Pemohon juga meminta rincian layanan Alibaba Cloud yang digunakan, termasuk proses pengadaan layanan cloud dan kontrak antara KPU RI atau perwakilannya dengan Alibaba Cloud.
Hadir secara daring sebagai saksi ahli, Roy mempertanyakan mengapa tidak ada nota kesepahaman atau Memorandum of Understanding (MoU) antara KPU dengan Alibaba seperti KPU dengan Institut Teknologi Bandung (ITB) tentang kerja sama pemanfaatan teknologi informasi dan komunikasi dalam rangka mendukung Pemilu 2024.
BACA JUGA:
Menurutnya, cloud atau komputasi awan adalah teknologi yang memayungi data-data yang ada di dalamnya. Terdapat risiko data bisa tersedot atau diambil oleh pihak yang tidak bertanggung jawab, sehingga diperlukan rincian kerja sama untuk memastikan bahwa kedua belah pihak menjalani kewajibannya untuk melindungi data pemilih.
Apabila memang ada perjanjian yang berisi payung hukum, Roy pun menyarankan agar dokumen tersebut bisa diperlihatkan kepada pihak pemohon.
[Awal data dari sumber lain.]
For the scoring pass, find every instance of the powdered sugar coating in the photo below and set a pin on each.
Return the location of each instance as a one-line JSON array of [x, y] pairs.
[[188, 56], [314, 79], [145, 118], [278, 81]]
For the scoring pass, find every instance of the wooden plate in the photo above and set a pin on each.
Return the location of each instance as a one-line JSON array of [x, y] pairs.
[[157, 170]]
“Karena dari MoU itu kita bisa mengetahui apakah KPU melakukan hak dan tanggung jawabnya untuk melindungi data-data itu dari serangan peretas,” kata Roy.
Karena itu, majelis sidang mengusulkan adanya pemeriksaan tertutup untuk melihat bentuk perjanjian antara KPU dan Alibaba.
“Kami mengusulkan nanti ada pemeriksaan tertutup di majelis untuk melihat adanya perjanjian seperti apa dan kita lihat urgensinya mana yang dibuka dan mana yang ditutup,” kata anggota majelis sidang Arya Sandiyudha.
Diketahui, pada sidang sebelumnya, KPU sebagai pihak termohon meminta majelis sidang terkait pengadaan server sistem digital KPU untuk tidak dipublikasikan.
Tenaga Ahli dari KPU Luqman Hakim mengatakan dalam pengadaan server itu terdapat informasi yang bisa membahayakan publik. Di samping itu, menurut dia, KPU pun kerap mendapatkan serangan peretasan terhadap sistem.
"Kalau informasi server dibuka, ya ini menjadi berbahaya bagi kami bahwa tanpa diinformasikan ke publik pun kita sudah kewalahan, dan itu data DPT telah dicuri," kata dia.